It's a hot summer afternoon in 1972 in the suburbs of Washington, D.C. Three white teenagers, bored and stoned, cruise the streets, aimlessly seeking relief from the tedium. They drive into a poor black neighborhood, ironically named Heathrow Heights. For fun, one decides to toss a cherry pie, splattering a teenage resident of the neighborhood. Minutes later, the driver lies dead of a bullet wound, one passenger is severely beaten and six lives are altered forever.
Acclaimed as one of America's most thoughtful crime novelists, George Pelecanos continues to stretch the boundaries of his genre to explore the moral dimensions of human action in his latest novel, THE TURNAROUND. It's an absorbing story likely to burnish his reputation with his loyal fans and expose him to a wider audience.
Alex Pappas is one of the young men in the car who enters Heathrow Heights on the fateful afternoon. When the novel fast forwards to 2007, he's the 51-year-old owner of a modest coffee shop near DuPont Circle he's been running since age 19, when his father died of a heart attack. Alex's younger son, Gus, has been killed in Iraq and he's grooming his older son, John, to take over the family business.
Every afternoon, Alex quietly delivers pies and desserts to the wounded veterans at Walter Reed Medical Center. On one of those visits he encounters Raymond Monroe, a physical therapist at the hospital whose own son has been deployed to Afghanistan. When Monroe discovers that Pappas, like him, was involved in the Heathrow Heights incident, he seeks him out, taking the first tentative steps toward reconciliation after 35 years. Raymond's older brother, James, sentenced to 10 years in prison (bloated to 20 for his misconduct there) for shooting Alex's friend, the driver, works as a mechanic in a nondescript auto repair shop. Raymond struggles to persuade his reluctant brother to let the past surrender its hold on him.

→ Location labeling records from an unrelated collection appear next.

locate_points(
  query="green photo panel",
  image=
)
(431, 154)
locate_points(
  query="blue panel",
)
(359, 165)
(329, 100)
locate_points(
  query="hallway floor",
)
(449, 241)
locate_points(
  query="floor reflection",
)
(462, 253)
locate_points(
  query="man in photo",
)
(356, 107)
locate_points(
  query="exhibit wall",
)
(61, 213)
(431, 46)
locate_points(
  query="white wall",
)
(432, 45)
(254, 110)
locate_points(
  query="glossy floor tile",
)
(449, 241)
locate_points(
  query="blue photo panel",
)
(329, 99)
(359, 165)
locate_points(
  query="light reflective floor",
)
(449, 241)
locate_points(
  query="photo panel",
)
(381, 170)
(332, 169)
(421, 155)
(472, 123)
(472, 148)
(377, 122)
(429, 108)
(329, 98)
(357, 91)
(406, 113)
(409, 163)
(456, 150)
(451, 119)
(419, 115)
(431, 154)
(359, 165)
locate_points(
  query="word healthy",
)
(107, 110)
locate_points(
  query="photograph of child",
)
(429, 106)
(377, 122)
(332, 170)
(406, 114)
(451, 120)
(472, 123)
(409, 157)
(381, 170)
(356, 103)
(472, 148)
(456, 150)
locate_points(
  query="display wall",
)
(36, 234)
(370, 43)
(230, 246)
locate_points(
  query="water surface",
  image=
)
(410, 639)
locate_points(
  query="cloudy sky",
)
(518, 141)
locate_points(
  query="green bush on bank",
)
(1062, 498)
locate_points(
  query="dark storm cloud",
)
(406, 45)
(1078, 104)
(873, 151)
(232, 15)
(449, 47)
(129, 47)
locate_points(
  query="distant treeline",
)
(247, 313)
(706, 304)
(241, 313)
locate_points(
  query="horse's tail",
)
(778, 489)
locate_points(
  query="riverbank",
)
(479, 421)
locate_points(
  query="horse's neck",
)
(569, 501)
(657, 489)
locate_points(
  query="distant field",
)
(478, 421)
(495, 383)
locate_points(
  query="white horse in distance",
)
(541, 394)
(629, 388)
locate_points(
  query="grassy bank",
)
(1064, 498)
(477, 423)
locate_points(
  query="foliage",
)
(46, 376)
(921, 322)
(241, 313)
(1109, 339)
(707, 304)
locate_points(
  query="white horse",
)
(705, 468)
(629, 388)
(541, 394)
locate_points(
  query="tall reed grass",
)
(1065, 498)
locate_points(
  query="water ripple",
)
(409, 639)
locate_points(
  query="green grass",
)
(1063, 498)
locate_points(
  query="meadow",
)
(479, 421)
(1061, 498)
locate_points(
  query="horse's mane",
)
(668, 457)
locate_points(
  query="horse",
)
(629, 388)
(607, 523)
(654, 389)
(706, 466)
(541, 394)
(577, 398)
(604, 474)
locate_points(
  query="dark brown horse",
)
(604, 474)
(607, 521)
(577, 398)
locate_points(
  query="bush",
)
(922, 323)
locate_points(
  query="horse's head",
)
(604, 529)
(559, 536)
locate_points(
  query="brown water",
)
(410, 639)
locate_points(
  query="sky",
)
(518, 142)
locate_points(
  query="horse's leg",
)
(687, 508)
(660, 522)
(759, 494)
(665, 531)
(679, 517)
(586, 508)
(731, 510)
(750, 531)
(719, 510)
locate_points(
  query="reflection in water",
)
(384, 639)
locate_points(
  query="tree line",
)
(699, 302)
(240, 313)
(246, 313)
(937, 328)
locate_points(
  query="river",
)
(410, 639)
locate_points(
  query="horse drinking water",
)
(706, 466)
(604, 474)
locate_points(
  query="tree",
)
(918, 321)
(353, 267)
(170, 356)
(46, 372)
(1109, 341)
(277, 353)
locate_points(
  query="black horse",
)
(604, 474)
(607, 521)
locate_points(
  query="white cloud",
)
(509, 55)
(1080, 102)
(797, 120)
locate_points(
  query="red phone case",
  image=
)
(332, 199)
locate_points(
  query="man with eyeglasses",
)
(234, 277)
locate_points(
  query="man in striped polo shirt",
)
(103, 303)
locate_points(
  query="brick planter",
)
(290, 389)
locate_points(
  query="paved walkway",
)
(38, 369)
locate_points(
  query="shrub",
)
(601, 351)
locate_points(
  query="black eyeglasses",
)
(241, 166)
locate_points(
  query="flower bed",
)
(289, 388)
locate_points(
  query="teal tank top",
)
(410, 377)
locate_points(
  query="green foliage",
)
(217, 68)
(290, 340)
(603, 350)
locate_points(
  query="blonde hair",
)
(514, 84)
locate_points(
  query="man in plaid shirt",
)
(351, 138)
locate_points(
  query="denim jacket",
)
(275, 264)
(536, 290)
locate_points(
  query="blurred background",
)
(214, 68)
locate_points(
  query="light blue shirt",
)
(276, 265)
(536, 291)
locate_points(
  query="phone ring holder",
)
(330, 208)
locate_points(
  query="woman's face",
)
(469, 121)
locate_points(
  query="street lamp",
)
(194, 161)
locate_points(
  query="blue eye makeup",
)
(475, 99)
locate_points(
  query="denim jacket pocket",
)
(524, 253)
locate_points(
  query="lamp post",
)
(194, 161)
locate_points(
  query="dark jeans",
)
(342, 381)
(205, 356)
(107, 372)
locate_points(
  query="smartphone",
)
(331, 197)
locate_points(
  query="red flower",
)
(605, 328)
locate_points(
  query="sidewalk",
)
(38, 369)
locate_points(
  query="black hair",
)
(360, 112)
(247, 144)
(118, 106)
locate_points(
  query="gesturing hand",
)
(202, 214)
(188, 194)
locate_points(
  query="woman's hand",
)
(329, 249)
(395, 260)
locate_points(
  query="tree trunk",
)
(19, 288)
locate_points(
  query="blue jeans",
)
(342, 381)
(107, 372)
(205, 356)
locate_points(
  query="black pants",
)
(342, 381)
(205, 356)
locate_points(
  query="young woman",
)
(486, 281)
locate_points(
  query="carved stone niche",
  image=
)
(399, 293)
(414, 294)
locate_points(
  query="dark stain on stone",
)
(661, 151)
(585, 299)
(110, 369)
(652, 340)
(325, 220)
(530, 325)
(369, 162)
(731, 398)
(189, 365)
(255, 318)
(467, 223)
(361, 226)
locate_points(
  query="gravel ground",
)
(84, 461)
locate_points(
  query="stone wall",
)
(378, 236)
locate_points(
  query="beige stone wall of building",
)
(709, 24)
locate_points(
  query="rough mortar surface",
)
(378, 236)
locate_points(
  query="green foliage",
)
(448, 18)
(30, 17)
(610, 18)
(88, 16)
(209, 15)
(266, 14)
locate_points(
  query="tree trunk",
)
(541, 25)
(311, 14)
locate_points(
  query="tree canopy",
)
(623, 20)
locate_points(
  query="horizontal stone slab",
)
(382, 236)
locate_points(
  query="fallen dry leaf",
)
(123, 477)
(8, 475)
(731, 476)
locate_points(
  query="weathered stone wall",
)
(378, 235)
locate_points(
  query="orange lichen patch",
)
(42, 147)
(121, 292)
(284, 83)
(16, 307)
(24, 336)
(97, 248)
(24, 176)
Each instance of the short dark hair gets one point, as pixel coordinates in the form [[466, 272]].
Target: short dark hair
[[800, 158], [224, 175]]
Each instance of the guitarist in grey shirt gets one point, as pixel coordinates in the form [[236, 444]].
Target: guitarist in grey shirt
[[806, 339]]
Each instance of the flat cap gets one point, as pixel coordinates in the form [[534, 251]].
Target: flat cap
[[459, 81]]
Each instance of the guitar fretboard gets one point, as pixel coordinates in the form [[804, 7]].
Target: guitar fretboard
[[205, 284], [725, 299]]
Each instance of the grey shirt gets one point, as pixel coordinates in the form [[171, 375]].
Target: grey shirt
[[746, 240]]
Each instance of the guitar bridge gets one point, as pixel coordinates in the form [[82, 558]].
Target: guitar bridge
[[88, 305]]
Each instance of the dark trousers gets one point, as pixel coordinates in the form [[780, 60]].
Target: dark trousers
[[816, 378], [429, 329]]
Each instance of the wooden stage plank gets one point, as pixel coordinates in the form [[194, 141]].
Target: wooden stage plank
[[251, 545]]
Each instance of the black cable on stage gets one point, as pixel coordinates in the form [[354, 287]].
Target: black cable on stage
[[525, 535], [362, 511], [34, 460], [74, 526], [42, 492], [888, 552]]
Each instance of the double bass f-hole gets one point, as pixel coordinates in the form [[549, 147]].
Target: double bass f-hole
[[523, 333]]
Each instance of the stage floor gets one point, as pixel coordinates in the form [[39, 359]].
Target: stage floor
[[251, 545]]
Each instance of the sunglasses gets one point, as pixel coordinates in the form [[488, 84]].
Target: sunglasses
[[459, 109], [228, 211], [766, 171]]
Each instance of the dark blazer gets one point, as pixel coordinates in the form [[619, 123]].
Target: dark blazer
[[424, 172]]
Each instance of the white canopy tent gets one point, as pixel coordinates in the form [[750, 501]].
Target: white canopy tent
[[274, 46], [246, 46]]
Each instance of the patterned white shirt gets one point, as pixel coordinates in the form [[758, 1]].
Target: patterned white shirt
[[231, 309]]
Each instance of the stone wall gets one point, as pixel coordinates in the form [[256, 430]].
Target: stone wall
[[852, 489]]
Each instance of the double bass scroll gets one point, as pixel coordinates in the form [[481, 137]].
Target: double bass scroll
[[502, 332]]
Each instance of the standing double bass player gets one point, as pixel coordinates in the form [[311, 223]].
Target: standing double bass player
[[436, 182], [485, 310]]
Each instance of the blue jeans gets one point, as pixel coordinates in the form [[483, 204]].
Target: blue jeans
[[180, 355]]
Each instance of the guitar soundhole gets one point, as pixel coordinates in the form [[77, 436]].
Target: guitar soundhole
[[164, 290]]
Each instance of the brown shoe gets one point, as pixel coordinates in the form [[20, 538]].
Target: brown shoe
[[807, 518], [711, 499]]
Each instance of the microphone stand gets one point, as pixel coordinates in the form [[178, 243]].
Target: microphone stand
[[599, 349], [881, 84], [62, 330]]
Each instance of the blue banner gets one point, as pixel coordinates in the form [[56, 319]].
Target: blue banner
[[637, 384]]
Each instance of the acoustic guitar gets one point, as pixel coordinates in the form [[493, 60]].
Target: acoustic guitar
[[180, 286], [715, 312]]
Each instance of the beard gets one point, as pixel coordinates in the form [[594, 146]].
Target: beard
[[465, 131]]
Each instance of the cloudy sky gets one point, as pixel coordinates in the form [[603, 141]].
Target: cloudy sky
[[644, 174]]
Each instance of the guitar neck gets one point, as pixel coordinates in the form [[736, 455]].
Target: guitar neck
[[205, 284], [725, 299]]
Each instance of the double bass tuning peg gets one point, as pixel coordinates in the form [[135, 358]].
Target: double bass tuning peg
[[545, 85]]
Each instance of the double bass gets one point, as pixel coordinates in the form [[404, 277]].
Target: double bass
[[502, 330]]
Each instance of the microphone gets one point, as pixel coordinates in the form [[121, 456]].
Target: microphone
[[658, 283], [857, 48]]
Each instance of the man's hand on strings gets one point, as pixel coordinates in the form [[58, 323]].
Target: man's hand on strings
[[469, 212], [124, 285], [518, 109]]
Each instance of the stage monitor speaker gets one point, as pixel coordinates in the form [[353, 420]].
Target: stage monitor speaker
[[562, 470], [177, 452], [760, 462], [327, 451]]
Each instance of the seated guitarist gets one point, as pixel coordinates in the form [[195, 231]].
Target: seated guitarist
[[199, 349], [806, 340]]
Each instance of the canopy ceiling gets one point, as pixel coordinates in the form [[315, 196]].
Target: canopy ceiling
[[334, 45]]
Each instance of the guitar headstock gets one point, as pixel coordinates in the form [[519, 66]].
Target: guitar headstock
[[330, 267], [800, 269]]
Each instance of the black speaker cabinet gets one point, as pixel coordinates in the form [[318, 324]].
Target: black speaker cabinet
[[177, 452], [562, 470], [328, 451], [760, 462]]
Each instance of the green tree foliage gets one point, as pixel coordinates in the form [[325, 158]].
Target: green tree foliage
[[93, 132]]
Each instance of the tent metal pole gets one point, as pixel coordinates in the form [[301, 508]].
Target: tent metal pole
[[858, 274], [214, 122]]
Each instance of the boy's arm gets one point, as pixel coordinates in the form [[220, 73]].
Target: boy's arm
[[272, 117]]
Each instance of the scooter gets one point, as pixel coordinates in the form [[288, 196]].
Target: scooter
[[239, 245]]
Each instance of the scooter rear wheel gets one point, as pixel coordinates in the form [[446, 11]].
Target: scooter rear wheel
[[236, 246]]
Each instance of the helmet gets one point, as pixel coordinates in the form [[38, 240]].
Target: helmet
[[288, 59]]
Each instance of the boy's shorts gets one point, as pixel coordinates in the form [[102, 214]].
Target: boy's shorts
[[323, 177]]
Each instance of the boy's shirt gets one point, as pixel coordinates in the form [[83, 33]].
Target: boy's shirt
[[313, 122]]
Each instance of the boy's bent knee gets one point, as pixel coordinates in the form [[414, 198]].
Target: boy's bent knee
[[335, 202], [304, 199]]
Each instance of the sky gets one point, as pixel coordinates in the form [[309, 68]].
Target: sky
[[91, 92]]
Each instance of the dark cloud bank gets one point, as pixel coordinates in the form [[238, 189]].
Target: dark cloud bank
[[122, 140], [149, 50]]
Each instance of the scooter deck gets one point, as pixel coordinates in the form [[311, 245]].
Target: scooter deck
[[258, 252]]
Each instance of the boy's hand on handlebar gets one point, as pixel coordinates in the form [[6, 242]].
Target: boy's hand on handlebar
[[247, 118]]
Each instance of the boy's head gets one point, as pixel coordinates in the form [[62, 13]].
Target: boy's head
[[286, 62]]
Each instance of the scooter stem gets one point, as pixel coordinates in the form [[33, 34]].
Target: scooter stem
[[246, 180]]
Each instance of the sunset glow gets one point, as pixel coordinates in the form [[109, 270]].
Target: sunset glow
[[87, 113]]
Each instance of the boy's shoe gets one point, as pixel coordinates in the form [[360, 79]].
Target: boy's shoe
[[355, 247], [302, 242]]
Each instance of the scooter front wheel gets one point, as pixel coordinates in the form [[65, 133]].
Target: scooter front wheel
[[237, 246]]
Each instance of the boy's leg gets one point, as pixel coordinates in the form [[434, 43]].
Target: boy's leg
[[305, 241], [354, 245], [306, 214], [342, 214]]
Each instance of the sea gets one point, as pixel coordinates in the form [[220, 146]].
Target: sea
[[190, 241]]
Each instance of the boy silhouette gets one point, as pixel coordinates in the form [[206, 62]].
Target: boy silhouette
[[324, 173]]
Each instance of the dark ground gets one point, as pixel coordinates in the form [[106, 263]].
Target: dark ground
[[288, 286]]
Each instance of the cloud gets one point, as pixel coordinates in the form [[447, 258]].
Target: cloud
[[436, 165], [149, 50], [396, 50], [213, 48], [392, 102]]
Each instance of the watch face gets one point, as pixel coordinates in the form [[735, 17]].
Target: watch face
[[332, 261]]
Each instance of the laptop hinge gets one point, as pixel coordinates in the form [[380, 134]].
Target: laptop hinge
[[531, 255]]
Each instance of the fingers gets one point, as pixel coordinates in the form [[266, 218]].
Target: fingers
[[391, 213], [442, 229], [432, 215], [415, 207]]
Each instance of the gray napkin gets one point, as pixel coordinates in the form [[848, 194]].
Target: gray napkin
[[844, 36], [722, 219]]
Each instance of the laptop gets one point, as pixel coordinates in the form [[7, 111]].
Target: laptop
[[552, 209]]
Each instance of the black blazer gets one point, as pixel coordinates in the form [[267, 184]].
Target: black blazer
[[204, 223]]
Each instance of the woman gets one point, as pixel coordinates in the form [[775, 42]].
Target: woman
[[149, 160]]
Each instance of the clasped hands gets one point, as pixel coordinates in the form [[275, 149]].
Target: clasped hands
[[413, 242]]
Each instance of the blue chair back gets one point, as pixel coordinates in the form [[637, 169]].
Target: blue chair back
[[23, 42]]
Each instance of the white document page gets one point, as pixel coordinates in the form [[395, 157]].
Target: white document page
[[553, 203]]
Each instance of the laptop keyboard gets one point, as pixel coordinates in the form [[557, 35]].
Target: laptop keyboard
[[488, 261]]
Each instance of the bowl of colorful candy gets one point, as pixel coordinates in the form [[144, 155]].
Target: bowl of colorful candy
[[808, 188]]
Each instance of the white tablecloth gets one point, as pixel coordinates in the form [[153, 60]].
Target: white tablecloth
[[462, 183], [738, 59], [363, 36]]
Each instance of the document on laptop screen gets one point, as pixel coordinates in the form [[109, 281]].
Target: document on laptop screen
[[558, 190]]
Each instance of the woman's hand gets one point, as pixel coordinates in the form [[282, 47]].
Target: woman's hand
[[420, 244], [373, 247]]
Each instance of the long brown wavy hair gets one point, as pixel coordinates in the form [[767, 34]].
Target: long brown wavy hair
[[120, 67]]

Charles Baker, who inflicted a beating that caused permanent damage to Alex's eye, lives on the fringes of the law, working fitfully at a menial job in a nursing home. He has hooked up with two teenagers running a small drug dealing operation and is looking for the big score --- whether it's a chance to muscle out their supplier or to blackmail Alex or the other occupant of the car, who fled the scene and now has become a prominent Washington lawyer recognized for his work helping minorities.
Pelecanos skillfully creates an atmosphere of foreboding as the five survivors of the Heathrow Heights incident head toward a denouement that feels at some times as if it may be cataclysmic and at others redemptive. His ability to sustain this tension to the end of the novel is a testament to his skill in creating both credible characters and a plausible plot. Sympathetic without yielding to sentimentality, he draws sharp contrasts between characters like Alex and Raymond, who've managed to carve out respectable middle class lives, and those like Charles Baker and James Monroe, for whom the burden of bad choices shadows their every action.
A native of Washington who happens to be roughly the same age as the principal characters of the novel, Pelecanos is adept at capturing the atmosphere of working class life there, both in the 1970s and today. Beyond possessing an intimate knowledge of his setting, he has a knack for invoking the music, clothing, hairstyles and cars that associate the characters with a particular era or social class.
Each day, the media offer up fresh stories of violent crime. Soon, the details of these events fade from our memories and we're unlikely to spend much time pondering their permanent impact on perpetrators, victims and their families. Without moralizing, George Pelecanos forces us to pause and reflect on the consequences that flow from an instant of thoughtless violence. That he does so in the form of a page-turning novel makes his achievement all the more impressive.